I entered through the doorway, in awe because of the sight upon me: a gallery filled with art, including fresh, beautiful bouquets of flowers. Bouquets used to interpret the pieces of art located within the gallery.
After being quarantined for so long, there’s hundreds of people in the gallery walking around admiring the work, such as myself. People speaking to one another, enjoying the beautiful art. Sharing words with the floral designers. Smiling. Laughing. So much joy is felt as the day goes on. An unbelievable scene. Being able to see the floral designers taking one piece of art and interpreting it by making another. Using their flowers as their words. Inspirational.

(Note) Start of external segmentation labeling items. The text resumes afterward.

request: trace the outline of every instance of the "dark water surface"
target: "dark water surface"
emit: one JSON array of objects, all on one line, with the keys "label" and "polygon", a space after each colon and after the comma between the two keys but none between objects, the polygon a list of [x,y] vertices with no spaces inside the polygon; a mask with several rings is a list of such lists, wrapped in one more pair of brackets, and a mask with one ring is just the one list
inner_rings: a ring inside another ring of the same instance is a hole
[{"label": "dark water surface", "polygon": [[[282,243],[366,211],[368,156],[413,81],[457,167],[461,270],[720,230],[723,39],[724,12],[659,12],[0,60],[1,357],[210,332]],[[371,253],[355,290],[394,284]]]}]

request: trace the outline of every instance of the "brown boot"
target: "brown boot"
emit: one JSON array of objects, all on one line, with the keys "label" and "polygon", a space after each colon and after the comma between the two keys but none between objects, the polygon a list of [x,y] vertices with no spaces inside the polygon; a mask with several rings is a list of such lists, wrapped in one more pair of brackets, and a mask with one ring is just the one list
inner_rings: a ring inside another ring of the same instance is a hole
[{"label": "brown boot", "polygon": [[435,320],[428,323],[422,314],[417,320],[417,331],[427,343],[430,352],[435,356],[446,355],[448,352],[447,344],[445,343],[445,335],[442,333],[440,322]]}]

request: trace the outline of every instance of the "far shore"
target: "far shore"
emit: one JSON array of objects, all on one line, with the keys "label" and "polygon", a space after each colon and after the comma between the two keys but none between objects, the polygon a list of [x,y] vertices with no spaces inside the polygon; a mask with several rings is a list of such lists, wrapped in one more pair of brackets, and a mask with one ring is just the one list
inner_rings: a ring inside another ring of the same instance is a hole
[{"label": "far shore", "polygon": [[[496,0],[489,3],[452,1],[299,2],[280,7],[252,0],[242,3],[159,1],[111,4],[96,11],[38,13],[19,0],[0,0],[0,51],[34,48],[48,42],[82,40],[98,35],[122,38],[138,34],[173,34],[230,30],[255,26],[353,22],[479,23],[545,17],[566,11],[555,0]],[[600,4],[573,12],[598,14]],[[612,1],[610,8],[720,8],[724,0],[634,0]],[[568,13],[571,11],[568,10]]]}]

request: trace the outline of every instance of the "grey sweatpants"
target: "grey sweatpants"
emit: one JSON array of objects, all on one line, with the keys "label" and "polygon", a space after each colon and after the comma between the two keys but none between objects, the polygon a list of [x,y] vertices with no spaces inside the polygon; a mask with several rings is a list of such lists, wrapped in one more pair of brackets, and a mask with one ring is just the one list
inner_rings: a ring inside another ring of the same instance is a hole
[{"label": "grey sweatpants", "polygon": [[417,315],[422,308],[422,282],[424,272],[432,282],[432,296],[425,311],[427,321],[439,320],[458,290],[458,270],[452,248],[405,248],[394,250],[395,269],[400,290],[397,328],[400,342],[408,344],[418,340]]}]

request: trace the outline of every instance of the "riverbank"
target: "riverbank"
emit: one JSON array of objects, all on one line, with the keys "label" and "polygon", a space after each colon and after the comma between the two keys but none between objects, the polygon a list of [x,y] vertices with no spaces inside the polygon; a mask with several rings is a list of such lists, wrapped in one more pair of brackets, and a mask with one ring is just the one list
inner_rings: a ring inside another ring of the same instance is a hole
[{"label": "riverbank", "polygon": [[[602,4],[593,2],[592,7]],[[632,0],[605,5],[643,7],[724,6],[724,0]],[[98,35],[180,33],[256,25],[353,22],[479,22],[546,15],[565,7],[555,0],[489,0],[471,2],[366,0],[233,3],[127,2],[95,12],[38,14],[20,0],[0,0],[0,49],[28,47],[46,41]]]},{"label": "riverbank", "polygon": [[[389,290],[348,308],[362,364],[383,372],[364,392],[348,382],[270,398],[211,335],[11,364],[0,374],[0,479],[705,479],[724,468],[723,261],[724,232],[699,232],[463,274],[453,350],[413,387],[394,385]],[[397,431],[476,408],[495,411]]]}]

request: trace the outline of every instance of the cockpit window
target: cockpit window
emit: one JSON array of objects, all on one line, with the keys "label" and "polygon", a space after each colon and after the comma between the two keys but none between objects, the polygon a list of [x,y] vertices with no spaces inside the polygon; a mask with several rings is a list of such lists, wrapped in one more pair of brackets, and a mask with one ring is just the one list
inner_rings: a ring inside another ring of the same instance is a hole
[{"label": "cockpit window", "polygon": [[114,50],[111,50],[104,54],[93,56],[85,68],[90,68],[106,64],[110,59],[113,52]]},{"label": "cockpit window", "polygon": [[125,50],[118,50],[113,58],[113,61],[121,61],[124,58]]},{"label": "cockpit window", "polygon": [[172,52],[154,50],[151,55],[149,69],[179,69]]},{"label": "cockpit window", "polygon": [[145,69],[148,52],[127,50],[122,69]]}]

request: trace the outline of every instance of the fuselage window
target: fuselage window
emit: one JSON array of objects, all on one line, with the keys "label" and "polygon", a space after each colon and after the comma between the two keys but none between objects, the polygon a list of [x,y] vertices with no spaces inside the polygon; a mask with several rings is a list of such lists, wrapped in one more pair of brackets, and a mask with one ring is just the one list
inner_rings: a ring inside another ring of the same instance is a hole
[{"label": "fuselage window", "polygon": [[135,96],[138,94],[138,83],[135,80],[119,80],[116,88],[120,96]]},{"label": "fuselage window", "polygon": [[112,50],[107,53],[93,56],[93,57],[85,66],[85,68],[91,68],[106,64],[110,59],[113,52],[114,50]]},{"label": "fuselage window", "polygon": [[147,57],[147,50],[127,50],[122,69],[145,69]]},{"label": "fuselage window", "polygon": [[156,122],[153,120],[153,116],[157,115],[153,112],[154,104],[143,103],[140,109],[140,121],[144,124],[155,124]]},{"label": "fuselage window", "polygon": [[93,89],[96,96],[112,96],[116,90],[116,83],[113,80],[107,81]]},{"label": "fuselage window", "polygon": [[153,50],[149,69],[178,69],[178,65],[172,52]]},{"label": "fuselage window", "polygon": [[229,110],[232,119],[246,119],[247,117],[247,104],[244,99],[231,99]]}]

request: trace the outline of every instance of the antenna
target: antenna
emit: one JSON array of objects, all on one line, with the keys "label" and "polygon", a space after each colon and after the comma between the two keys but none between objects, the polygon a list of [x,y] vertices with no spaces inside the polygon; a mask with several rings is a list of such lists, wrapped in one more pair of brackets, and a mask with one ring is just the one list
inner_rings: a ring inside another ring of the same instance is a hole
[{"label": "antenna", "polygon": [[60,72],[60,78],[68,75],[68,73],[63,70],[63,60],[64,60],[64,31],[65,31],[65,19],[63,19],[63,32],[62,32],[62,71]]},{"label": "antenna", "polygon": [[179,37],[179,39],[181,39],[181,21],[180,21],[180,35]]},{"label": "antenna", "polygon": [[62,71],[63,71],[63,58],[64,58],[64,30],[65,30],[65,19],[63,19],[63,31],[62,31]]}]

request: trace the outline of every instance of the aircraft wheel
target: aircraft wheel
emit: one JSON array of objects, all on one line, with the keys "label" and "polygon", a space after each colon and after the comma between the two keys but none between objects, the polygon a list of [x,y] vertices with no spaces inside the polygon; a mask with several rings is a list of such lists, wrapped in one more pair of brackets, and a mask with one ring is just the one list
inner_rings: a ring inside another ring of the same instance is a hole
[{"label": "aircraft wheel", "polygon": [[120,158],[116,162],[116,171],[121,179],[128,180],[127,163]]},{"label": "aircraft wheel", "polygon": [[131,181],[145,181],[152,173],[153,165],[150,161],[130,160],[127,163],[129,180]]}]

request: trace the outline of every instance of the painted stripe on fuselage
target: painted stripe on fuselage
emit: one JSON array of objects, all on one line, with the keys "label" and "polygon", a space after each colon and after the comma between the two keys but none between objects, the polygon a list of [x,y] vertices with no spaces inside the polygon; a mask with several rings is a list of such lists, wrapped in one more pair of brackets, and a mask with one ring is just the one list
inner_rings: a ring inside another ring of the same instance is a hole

Being a visitor to Art in Bloom, presented by PNC, was certainly intriguing and breathtaking to say the least. However, I got the opportunity to experience it a bit differently than the average visitor does.
I’m the Marketing and Communications intern for the Museum. And on my very first day on site, I got to go behind the scenes for a sneak peek of Art in Bloom. It was the day floral designers installed their work, as well as a day for the media to visit. I helped with escorting local press and news outlets around in order to interview some of the floral designers, take photos and videos of the event, and more.
That would be a bit nerve-racking for most people, myself included! However, with this opportunity, I was able to see the process of creation for the designers from a pile of flowers to a finished piece, hear their perspective on the artwork they were interpreting, listen to the stories of how they were introduced to the Museum and Art in Bloom, and learn the stories and details behind the art in the Museum collection.
My favorite interpretation was one made by Diane Makgill, a former docent and floral designer who interpreted Forward by Jacob Lawrence. Forward is a painting depicting Harriet Tubman leading a group of enslaved people to freedom. Diane spoke about how she came up with the concept behind her interpretation of the painting, pointing out various color schemes and small details from the image that influenced the creative decisions. Diane had done immense research on Harriet Tubman. Fun fact: Harriet Tubman was an advocate for women’s voting rights. Diane taught me that!
Over the course of the day, I got to hear many stories such as Diane’s, and it gave me a bigger appreciation of the finished installations. By the end of the day, I could look at the pieces and say, “This is why this decision was made” and “this is how much work it took.” I also got a better appreciation for the art itself. My internship at the NCMA has given me a deeper appreciation of the Museum (and flowers!).